Language of Vectors (LangVec) is a simple Python library designed for transforming numerical vector data into a language-like structure using a predefined set of words (lexicon).
Approach
LangVec
package leverages the concept of percentile-based mapping to assign words from a lexicon to numerical values,
facilitating intuitive and human-readable representations of numerical data.
Simplified schema of how LangVec works
Where to use LangVec
The main application is in semantic search and similarity-based systems, where understanding the proximity between
vectors is crucial.
By transforming complex numerical vectors into a lexicon-based representation, LangVec
facilitates an intuitive
understanding of these similarities for humans.
In fields like machine learning and natural language processing, LangVec
can assist in tasks such as clustering or
categorizing data, where a human-readable format is preferable for quick insights and decision-making.
Installation
pip install langvec
Usage
Example 1
import numpy as np
from langvec import LangVec
# Random seed
np.random.seed(42)
# Initialize LangVec
lv = LangVec()
NUM_VECTORS = 1000
DIMENSIONS = 10
# Generate some random data
vectors = [np.random.uniform(0, 1, DIMENSIONS) for _ in range(NUM_VECTORS)]
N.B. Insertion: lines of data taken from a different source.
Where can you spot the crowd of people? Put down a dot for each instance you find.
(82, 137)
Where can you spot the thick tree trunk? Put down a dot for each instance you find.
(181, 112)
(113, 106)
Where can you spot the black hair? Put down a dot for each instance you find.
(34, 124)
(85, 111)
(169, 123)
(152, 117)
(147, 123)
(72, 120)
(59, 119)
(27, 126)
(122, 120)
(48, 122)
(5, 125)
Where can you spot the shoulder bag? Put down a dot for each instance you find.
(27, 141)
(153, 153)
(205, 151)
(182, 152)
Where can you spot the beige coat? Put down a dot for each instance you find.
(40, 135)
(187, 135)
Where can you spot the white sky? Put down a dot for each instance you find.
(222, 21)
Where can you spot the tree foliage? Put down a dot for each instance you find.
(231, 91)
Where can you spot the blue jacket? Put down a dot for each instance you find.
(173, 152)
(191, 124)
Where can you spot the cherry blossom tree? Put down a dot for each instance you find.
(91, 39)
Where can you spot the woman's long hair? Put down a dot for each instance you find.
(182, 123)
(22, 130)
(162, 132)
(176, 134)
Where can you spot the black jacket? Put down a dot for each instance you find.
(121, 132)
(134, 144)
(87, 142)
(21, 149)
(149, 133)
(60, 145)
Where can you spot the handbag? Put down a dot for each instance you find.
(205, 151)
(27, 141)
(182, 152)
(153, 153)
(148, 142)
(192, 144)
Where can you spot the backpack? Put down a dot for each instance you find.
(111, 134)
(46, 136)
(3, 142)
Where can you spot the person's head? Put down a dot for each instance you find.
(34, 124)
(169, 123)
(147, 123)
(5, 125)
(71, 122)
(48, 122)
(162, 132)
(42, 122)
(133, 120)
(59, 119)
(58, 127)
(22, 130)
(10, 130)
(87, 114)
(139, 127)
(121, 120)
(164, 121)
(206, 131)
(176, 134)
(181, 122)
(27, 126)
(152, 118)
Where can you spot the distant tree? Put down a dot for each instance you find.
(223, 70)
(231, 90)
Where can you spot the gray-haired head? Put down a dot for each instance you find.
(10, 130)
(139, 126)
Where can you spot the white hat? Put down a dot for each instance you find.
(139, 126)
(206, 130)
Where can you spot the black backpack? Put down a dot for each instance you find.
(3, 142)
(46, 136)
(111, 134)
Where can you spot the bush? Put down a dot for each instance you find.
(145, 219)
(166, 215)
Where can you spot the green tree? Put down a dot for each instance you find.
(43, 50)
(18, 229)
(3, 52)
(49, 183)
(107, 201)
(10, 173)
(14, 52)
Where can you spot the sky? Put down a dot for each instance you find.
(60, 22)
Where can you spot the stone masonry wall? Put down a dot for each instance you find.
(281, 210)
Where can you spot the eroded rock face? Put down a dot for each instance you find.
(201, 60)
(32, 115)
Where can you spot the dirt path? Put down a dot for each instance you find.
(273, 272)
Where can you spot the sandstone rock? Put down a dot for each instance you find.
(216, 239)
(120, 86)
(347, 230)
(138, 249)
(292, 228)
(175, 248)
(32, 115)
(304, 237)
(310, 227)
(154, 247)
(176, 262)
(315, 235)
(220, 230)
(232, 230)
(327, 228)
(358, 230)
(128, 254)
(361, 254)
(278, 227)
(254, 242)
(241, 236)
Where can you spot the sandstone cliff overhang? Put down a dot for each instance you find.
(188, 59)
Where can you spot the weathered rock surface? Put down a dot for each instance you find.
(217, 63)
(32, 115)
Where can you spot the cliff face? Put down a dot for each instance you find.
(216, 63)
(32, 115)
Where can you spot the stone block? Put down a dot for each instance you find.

# Fit to this data (getting know to distribution)
lv.fit(vectors)
# Save current model
lv.save("model.lv")
# Example vector for prediction
input_vector = np.random.uniform(0, 1, DIMENSIONS)
# Make prediction on unseen vector embedding
print(lv.predict(input_vector))
Example 2
import string
import numpy as np
from langvec import LangVec
np.random.seed(42)
# Define a new lexicon with lowercase and uppercase letters
LEXICON = list(string.ascii_letters)
# Initialize LangVec with the new lexicon
lv = LangVec(lexicon=LEXICON)
NUM_VECTORS = 10000
DIMENSIONS = 256
# Generate some random data
vectors = [np.random.uniform(0, 1, DIMENSIONS) for _ in range(NUM_VECTORS)]
# Fit to this data
lv.fit(vectors)
# Example vector for prediction
input_vector = np.random.uniform(0, 1, DIMENSIONS)
# Make prediction on the unseen vector embedding
predicted_string = "".join(lv.predict(input_vector))
print(predicted_string)
if len(predicted_string) > 6:
summarized_string = (
"".join(predicted_string[:3]) + "..." + "".join(predicted_string[-3:])
)
else:
summarized_string = "".join(predicted_string)
print(summarized_string)
Save and load model from disk
LangVec allows you to save and load percentiles as model artifacts. This is useful for preserving the learned distribution without needing to retrain the model. You can use the following methods:
Save model
from langvec import LangVec
# Initialize LangVec
lv = LangVec()
# Save the model to file
lv.save("model.lv")
Load model
from langvec import LangVec
# Initialize LangVec
lv = LangVec()
# Load the model from file
lv.load("model.lv")
Citation
If you use LangVec in your research, please cite the following paper:
Emanuilov, S. and Dimov, A., 2024. Lexical representation of dense numerical vectors: Introducing LangVec. Mathematics & Informatics, 67(3).